New Music Tuesday ...

Sometimes, I forget.

I hear of a band or an album and I think, "Oooh! I need to buy that!" and then I don't. Because I am old and addle-brained.

But sometimes, I find myself wandering around Best Buy (as I was last night), with the Alison Krauss/Robert Plant disc in hand, ready to head to the cashier to buy it, even though I've sampled it on iTunes and I really don't like what I've heard, but it's Robert Plant and I love Robert Plant, so I figure I should buy it anyway.

And then my eyes fall on a disc that I remember wanting to buy months ago, and I put Robert and Alison back on the rack and I buy The Cost by The Frames instead.

I am a happy girl. Glen Hansard, the main Frame, opened for Damien Rice last year at The Vic. Jay's friend Mike knows Glen so they were going to be at the show (ah, the guest list) and Jay and I were talking about it the day or so before.

I'd never heard of The Frames, somehow. But for those who don't know (there might be one or two of you), the musical landscape in Ireland looks like this: U2 then The Frames.

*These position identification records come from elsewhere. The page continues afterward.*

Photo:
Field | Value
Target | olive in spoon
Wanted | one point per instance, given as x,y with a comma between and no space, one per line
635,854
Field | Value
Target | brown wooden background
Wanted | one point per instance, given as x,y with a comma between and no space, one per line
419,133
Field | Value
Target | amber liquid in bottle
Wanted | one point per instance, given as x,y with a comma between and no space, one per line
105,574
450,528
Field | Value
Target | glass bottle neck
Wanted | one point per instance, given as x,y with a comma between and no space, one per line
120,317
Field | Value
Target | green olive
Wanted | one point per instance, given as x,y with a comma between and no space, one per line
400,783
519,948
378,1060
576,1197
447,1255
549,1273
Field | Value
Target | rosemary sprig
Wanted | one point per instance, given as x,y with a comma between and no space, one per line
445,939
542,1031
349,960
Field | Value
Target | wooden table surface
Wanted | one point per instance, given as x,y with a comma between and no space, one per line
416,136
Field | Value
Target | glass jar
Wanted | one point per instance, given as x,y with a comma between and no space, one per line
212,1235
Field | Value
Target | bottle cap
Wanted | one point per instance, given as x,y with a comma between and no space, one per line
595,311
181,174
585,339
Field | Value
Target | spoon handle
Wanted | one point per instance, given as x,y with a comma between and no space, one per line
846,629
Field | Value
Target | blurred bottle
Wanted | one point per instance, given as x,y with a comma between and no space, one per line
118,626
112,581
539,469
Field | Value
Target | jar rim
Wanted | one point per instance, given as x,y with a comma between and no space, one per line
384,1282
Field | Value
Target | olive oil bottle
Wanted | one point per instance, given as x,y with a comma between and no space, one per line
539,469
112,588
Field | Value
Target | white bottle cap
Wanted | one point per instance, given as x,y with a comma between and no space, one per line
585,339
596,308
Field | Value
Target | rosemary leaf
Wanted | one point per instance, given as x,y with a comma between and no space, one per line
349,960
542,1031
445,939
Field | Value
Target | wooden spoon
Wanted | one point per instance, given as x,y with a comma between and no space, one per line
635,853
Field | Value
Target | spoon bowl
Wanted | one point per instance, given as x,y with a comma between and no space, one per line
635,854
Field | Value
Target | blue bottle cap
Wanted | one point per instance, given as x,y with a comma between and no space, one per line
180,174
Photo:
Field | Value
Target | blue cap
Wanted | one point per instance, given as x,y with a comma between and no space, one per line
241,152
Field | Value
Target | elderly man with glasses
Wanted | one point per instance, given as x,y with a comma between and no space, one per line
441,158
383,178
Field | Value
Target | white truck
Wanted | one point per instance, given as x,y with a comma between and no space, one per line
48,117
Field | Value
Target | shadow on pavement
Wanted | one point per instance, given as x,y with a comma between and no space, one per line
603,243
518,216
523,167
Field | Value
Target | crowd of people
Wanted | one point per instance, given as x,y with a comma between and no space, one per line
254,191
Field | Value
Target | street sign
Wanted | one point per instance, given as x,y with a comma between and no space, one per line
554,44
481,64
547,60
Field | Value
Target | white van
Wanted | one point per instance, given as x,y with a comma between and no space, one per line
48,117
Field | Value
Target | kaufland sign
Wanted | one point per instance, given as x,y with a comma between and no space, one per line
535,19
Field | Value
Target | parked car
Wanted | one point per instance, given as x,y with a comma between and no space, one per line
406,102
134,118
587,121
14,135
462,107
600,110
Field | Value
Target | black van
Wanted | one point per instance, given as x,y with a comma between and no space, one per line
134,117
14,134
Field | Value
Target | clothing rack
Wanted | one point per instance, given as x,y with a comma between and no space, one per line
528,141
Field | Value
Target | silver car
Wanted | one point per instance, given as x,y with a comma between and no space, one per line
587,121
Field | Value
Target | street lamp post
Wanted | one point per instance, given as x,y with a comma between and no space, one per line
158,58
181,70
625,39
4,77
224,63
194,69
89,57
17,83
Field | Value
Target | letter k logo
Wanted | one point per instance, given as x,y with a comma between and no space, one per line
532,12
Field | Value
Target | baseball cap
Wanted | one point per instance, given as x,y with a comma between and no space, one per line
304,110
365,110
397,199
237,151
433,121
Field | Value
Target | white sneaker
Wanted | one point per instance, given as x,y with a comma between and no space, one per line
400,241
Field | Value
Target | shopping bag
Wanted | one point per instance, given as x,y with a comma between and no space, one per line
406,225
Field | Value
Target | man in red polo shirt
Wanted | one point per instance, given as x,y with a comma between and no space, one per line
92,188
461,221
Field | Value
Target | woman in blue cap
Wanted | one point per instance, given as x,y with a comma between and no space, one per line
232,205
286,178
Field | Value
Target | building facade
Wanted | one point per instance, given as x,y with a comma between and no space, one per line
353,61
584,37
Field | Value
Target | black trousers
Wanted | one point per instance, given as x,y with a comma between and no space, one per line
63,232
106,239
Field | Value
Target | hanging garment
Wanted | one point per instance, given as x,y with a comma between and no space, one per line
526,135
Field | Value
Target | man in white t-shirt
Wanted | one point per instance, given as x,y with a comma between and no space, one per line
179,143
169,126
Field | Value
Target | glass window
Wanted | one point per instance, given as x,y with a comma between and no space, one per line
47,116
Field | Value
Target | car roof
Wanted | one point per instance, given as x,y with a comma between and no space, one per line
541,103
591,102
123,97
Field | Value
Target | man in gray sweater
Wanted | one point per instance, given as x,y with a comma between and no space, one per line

Yeah, they're a big deal in their native land. And why they're not a bigger deal here, I don't understand. The Cost is outstanding. Even the album cover is beautiful.

The editorial review on iTunes begins, "If The Frames don't crack it with The Cost something is terribly wrong." The album dropped in February. I haven't been hearing about it all year, have you?

No, I didn't think so. And it's a shame.

I won't compare this band to anyone else to give you sense of their sound. Glen opened for Damien, but I've seen Damien quoted as saying that Glen is the musician Damien aspires to be. So I suppose they're in similar veins, but The Frames deserve to be listened to on their own merits, not because they sound like someone else.

3 Comments:

Blogger RobertPlantFan said...

You should have gotten Raising Sand, too! Sampling this disc does not do it justice. Robert sings some lovely and intricate harmonies on this one as well as delving into a playful 60s vibe (Fortune Teller), a moody Twin Peaksish moment (Polly Come Home), and even borderline hard rock (Nothin'). There's power in restraint and Raising Sand certainly shows that. Do check it out!

11:09 AM  
Blogger Marc said...

Gee, are those cilantro leaves on their album cover? ;-)

6:40 PM  
Blogger Beth said...

Well, RPF, I might have to buy it after all. Thanks for the recommendation.